Duro intervento del Cigno regionale sulla procedura di designazione

Apuane, Legambiente denuncia «opacità e sotterfugi» sulla presidenza del Parco regionale

«Si è chiusa l’era Putamorsi ma si apre ora una fase incerta, che non sembra promettere niente di buono. Vogliamo sperare nella coerenza e nel buonsenso del Presidente Rossi»

[7 luglio 2017]

Apprendiamo da diverse testate giornalistiche che ormai la partita sulla Presidenza del Parco delle Apuane sarebbe chiusa. L’Arch. Davini dunque, già Sindaco di Minucciano, dovrebbe a giorni diventare il nuovo Presidente del Parco.

Non vogliamo crederci. Tutta la procedura di designazione, comprese le due successive riunioni della Comunità del Parco – necessarie per comporre le diatribe acerrime tra gli enti locali del territorio – è stata segnata da opacità e da sotterfugi. Più o meno velati. E anche l’epilogo non è stato da meno. Invece che arrivare dal Presidente Rossi, come prevedrebbe esplicitamente l’art. 20 della LR 30/2015, la notizia è arrivata con le fanfare dalla Seconda Commissione Consiliare presieduta dal lucchese Baccelli.
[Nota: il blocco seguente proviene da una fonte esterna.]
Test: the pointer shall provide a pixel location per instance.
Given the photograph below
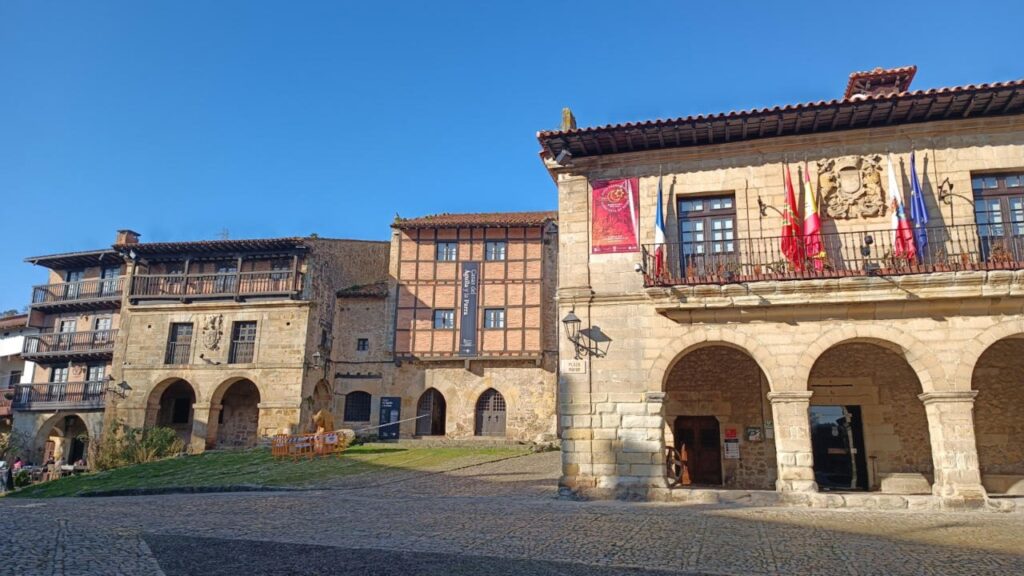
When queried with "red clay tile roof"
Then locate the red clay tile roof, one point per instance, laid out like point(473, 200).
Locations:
point(975, 100)
point(378, 290)
point(481, 219)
Ancor prima dell’ufficialità della nomina.

La discontinuità col passato sarebbe dunque negata. Certo, si è chiusa l’era Putamorsi, ma si apre ora una fase incerta, che non sembra promettere niente di buono. E comunque, niente di sostanzialmente diverso dal passato.

Vogliamo confidare negli ultimi esigui spazi di agibilità democratica e sperare nella coerenza e nel buonsenso del Presidente Rossi. In una sua decisione netta, che tuteli gli interessi del Parco, gli obiettivi di qualità previsti per le Apuane dal “suo” stesso Piano Paesaggistico Regionale, e quei requisiti minimi di sicurezza e legalità sull’intero distretto del marmo.